The MSS is set on connections establishment and cannot be changed during connection lifetime. GNRC TCP allows multiple connections in parallel, but each TCB must be allocated somewhere in the system. By default there is only enough memory allocated for a single TCP connection, but it can be increased at compile time if the user needs multiple parallel connections.

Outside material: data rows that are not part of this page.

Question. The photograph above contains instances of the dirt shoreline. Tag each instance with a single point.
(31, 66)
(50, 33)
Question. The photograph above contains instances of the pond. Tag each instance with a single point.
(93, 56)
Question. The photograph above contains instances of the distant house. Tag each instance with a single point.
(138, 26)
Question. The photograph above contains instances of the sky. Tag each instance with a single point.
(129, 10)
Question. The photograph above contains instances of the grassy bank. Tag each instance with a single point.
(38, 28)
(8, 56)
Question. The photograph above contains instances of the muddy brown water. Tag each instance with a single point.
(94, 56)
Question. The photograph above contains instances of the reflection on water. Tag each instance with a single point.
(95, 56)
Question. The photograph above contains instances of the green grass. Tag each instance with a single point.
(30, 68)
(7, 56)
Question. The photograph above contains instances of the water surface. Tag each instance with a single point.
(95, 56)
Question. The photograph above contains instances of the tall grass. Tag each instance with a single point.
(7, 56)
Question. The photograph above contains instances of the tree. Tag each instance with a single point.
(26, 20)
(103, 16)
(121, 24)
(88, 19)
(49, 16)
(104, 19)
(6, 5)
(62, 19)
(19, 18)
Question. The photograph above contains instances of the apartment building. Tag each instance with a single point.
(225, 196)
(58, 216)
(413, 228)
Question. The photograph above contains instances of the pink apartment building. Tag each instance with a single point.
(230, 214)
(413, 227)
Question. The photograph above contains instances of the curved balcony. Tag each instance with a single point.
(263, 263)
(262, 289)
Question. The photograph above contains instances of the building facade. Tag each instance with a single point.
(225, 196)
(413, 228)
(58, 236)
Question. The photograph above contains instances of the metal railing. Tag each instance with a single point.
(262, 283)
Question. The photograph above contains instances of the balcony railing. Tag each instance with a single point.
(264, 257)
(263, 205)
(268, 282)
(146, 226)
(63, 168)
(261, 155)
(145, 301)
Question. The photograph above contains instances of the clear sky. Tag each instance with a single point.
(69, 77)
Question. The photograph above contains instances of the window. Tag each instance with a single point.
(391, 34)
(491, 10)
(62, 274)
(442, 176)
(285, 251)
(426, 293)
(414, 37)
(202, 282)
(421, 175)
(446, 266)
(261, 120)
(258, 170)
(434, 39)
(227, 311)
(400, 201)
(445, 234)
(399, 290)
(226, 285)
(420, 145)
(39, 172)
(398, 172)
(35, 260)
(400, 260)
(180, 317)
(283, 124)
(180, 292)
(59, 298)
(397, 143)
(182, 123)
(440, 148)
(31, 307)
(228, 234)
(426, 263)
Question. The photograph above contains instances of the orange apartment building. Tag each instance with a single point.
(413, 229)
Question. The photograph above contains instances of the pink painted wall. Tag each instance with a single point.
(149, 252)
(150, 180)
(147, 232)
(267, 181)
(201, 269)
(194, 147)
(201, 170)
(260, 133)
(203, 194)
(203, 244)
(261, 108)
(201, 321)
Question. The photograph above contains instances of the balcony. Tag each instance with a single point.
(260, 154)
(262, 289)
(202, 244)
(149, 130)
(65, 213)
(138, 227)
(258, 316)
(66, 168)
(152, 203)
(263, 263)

The TCP implementation in OpenWSN is mostly equivalent to the uIP TCP implementation. OpenWSN TCP implementation only supports the minimum state machine functionality required. For example, it does not perform retransmissions.
TBD
+-------+---------+---------+------+---------+--------+
| uIP |lwIP orig|lwIP 2.0 | RIOT | OpenWSN | TinyOS |
+--------+----------------+-------+---------+---------+------+---------+--------+
| | Data size | * | * | * | * | * | * |
| Memory +----------------+-------+---------+---------+------+---------+--------+
| | Code size (kB) | < 5 |~9 to ~14| * | * | * | * |
+--------+----------------+-------+---------+---------+------+---------+--------+
| |Window size(MSS)| 1 | Multiple| Multiple| 1 | 1 | * |
| +----------------+-------+---------+---------+------+---------+--------+
| | Slow start | No | Yes | Yes | No | No | * |
| T +----------------+-------+---------+---------+------+---------+--------+
| C | Fast rec/retx | No | Yes | Yes | No | No | * |
| P +----------------+-------+---------+---------+------+---------+--------+
| | Keep-alive | No | * | * | No | No | * |
| +----------------+-------+---------+---------+------+---------+--------+
| f | TFO | No | No | * | No | No | * |
| e +----------------+-------+---------+---------+------+---------+--------+
| a | ECN | No | No | * | No | No | * |
| t +----------------+-------+---------+---------+------+---------+--------+
| u | Window Scale | No | No | Yes | No | No | * |
| r +----------------+-------+---------+---------+------+---------+--------+
| e | TCP timestamps | No | No | Yes | No | No | * |
| s +----------------+-------+---------+---------+------+---------+--------+
| | SACK | No | No | Yes | No | No | * |
| +----------------+-------+---------+---------+------+---------+--------+
| | Delayed ACKs | No | Yes | Yes | No | No | * |
+--------+----------------+-------+---------+---------+------+---------+--------+
Figure 2: Summary of TCP features for differrent lightweight TCP implementations.